In a move that could disrupt the business model of law firms that file large numbers of lawsuits to collect money from debtors, the Consumer Financial Protection Bureau (CFPB) took a debt collection firm to court last month for the first time. It accused Frederick J. Hanna & Associates, based in Marietta, Ga., of violating federal consumer protection laws.
The action, legal specialists say, shows that the CFPB intends to target other high-volume law firms over allegations that debt collection claims can be outdated, incorrect, lacking in documentary support, or overlapping with other claims against the same consumers. Such suits often target debtors who have little knowledge of the judicial system and may fail to appear in court, leading to judgments against them that can be difficult to correct.
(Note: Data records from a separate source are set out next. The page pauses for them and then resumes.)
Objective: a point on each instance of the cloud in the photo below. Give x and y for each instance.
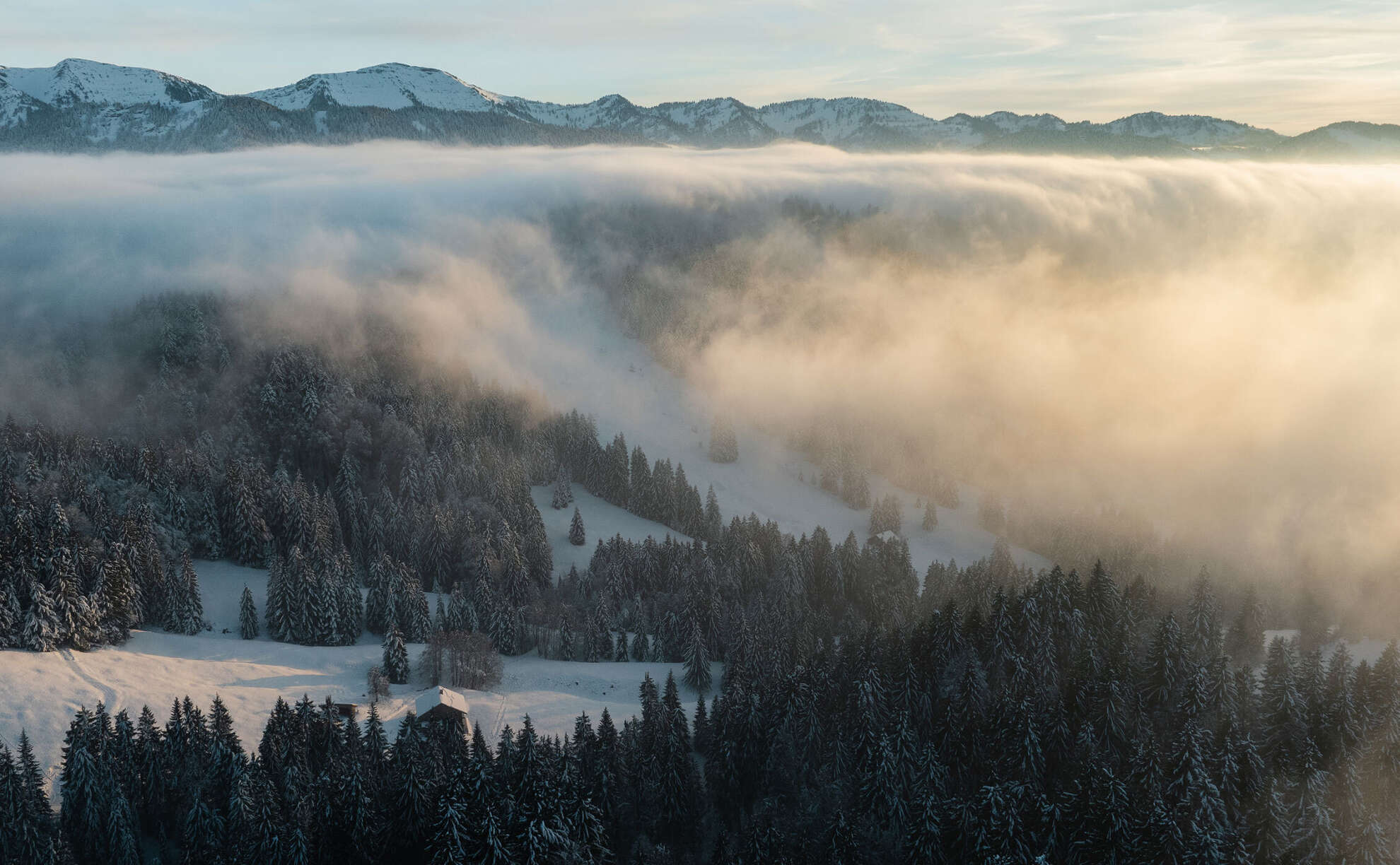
(1210, 343)
(1287, 66)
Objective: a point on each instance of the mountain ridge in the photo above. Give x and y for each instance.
(87, 105)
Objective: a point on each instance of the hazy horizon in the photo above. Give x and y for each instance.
(1290, 68)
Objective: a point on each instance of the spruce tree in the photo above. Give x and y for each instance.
(395, 657)
(698, 661)
(10, 622)
(563, 490)
(41, 625)
(576, 529)
(566, 640)
(247, 616)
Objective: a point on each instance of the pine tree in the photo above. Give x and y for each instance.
(576, 529)
(563, 490)
(698, 661)
(41, 625)
(247, 616)
(395, 657)
(11, 625)
(566, 640)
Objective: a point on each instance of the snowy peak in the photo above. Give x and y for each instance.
(390, 86)
(1010, 122)
(90, 105)
(87, 81)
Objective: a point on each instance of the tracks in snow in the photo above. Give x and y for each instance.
(108, 695)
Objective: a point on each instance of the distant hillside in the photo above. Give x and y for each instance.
(83, 105)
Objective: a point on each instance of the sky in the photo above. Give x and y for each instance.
(1285, 65)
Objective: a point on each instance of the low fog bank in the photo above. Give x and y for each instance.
(1210, 346)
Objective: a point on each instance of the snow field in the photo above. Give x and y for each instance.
(154, 668)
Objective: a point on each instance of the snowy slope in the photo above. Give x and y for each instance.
(100, 105)
(612, 112)
(601, 521)
(156, 668)
(87, 81)
(16, 105)
(1347, 141)
(387, 86)
(853, 121)
(602, 372)
(1191, 131)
The CPFB's suit accuses Hanna & Associates of churning out more than 350,000 credit card collection complaints against consumers -- some of whom may actually owe nothing or less than claimed. The firm's lawyers often spend less than one minute reviewing each suit, the suit alleges.
While the National Association of Retail Collection Attorneys argues that the federal watchdog is overstepping its reach because states are supposed to regulate their licensed attorneys, CFPB officials contend that the bureau may sue law firms that operate as debt collection businesses rather than legal advisers.
CFPB officials are also considering rules to put tougher requirements on debt collectors to ensure they have the right to collect on a debt and that the amount is accurate.